Nous avons dit comment les bénéfices ecclésiastiques institués sous le titre de précaires, étoient devenus des fiefs par l'usurpation de ceux qui en avoient été faits bénéficiers, et comment les avoués des églises s'étoient de même emparé des biens qu'elles leur avoient concédés à de certaines conditions, et sans prétendre aliéner la propriété du fonds[388]. L'extinction successive des familles qui avoient usurpé ces biens, les ayant fait en partie rentrer dans les domaines de clergé, et leur inféodation y ayant attaché tous les priviléges qui appartenoient alors à la féodalité, il en résulta pour les évêques de nouveaux droits comme vassaux de la couronne, ou seigneurs suzerains, droits qui ajoutèrent encore à leur importance politique; car lorsque, vers la fin de la seconde race, les seigneurs, profitant de la foiblesse du gouvernement et du malheur des temps, s'arrogèrent, dans leurs terres, tous les droits de la souveraineté, et que cette usurpation eût été légitimée par les rois de la troisième race, il étoit difficile sans doute que les gens d'église, devenus possesseurs de terres inféodées, ne les maintinssent pas telles qu'ils les avoient reçues, et ne se missent pas, sous tous les rapports, au lieu et place des anciens possesseurs[389].
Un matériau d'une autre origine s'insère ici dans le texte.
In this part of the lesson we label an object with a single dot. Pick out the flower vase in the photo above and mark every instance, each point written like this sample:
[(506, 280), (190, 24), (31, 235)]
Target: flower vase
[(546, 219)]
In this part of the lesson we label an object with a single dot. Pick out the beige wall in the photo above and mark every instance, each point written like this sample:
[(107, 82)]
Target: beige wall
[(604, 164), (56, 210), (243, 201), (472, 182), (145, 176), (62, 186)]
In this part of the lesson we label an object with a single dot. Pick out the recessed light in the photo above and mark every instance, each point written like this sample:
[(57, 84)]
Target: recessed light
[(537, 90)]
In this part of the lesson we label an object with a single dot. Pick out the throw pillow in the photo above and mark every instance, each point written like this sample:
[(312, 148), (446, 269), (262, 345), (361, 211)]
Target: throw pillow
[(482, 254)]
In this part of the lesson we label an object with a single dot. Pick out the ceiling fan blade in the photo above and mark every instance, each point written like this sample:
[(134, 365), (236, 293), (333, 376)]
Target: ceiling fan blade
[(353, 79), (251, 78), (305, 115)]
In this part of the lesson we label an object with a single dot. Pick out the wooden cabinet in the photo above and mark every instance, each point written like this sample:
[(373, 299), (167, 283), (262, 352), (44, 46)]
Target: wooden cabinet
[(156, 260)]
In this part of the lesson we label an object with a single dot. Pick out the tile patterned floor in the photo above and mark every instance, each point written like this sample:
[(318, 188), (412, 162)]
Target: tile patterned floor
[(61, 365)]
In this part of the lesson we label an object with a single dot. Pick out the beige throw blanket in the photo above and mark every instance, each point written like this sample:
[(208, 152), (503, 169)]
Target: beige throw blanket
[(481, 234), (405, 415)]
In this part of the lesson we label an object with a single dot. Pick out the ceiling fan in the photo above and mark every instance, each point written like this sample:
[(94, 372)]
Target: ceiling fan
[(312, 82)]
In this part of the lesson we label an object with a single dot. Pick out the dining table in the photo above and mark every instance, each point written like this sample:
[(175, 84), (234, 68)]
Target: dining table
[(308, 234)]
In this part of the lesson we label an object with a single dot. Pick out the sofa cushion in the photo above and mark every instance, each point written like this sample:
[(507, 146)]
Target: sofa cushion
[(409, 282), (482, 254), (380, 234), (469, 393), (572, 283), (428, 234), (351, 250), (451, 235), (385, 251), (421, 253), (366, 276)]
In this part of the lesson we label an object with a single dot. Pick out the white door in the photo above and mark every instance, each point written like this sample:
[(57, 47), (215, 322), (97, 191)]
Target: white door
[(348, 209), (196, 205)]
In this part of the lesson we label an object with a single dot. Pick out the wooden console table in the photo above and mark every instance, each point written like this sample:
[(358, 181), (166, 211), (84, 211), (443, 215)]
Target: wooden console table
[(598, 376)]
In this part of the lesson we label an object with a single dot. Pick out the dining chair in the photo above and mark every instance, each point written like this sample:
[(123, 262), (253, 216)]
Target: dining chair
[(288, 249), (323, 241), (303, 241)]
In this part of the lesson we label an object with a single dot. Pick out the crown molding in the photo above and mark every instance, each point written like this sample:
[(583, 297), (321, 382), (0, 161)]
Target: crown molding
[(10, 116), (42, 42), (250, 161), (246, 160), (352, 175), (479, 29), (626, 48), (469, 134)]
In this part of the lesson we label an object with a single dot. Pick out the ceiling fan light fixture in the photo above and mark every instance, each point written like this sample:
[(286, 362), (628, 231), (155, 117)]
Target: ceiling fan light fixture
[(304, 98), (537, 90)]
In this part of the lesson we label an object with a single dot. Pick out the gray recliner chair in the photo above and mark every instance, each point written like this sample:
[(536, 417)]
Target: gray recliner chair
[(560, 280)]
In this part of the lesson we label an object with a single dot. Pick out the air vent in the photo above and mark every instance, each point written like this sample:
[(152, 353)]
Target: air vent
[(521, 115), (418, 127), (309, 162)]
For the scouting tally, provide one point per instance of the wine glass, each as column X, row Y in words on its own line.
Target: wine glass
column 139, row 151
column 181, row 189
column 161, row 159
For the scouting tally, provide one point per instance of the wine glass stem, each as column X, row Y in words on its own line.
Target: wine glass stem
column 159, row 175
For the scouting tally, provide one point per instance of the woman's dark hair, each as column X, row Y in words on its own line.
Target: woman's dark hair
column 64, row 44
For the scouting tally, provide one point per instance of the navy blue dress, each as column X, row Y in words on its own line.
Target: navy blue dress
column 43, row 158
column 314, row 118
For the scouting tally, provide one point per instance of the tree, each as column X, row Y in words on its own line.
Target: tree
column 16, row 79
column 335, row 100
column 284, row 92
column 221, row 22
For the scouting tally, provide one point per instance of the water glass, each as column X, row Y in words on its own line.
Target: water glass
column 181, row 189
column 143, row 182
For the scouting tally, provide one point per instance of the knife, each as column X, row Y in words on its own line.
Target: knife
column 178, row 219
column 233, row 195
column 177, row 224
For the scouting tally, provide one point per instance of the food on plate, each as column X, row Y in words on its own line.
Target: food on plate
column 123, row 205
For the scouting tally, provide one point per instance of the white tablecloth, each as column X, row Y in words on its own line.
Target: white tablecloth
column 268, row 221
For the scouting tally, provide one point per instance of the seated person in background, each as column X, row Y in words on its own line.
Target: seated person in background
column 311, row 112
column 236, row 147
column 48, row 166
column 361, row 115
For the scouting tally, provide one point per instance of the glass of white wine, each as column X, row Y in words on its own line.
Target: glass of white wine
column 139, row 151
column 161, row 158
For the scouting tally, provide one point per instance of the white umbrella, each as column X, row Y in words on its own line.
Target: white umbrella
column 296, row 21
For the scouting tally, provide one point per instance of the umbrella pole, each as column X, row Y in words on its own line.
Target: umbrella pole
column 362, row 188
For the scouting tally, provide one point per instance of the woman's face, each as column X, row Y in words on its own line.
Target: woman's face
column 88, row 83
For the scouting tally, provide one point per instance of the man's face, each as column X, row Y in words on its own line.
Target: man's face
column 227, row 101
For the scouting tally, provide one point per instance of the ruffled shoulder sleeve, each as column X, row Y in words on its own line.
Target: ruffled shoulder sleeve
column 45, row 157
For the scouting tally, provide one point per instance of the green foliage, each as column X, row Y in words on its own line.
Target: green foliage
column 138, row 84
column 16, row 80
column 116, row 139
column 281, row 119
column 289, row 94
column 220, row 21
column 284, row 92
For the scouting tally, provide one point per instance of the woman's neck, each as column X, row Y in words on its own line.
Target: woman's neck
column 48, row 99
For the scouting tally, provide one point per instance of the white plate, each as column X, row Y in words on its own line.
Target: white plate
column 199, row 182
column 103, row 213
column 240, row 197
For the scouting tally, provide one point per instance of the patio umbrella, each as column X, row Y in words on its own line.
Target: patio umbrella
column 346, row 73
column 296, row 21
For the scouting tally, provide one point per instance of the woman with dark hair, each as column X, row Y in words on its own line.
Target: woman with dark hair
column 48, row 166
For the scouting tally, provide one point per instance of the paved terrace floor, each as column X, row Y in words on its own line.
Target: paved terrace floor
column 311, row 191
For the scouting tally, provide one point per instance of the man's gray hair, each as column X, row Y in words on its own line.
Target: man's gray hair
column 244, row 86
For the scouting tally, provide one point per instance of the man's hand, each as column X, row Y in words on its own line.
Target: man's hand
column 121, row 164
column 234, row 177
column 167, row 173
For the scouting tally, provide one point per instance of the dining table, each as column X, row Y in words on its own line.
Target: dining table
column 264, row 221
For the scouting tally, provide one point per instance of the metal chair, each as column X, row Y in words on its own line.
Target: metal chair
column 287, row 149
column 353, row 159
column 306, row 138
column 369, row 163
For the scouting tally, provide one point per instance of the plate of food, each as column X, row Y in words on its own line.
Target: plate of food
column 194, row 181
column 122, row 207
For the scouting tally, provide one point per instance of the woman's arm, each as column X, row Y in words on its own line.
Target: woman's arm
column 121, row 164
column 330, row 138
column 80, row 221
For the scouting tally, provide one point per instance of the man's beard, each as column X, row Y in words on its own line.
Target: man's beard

Ils le firent en effet; et en ce qui concerne les évêques de Paris, il arriva que, lorsque cette ville fut devenue, sous la domination des Capétiens, la seule capitale du royaume, ces prélats acquirent, par cette situation nouvelle, un degré de puissance et de considération qu'ils n'avoient point eu jusque-là; et l'on peut concevoir que cette défense de leurs priviléges, alors si légitime, les mit naturellement en opposition avec le pouvoir et les volontés du monarque. Nous avons dit qu'ils possédoient au couchant de la ville un terrain considérable, sous le nom de Culture-l'Évêque. C'est la plus ancienne concession qui leur ait été faite; et l'on n'en peut fixer l'origine, qui remonte jusqu'aux rois de la première race. Ils jouissoient donc dans ce domaine de tous les droits seigneuriaux. C'étoit là qu'étoit leur maison de plaisance, et qu'ils avoient leurs greniers dans un lieu nommé Ville-l'Évêque; vis-à-vis étoit un port qui dépendoit également d'eux, et qui avoit le même nom. Par l'agrandissement rapide de Paris hors de sa première enceinte de ce côté, il se trouva qu'on fut forcé d'empiéter sur leur terrain, et qu'on voulut bâtir sur leur censive: ces projets nouveaux ne s'exécutèrent point sans obstacle de leur part, et firent naître entre eux et les rois une foule de contestations et de transactions, dont nous aurons occasion de parler dans la suite de cet ouvrage.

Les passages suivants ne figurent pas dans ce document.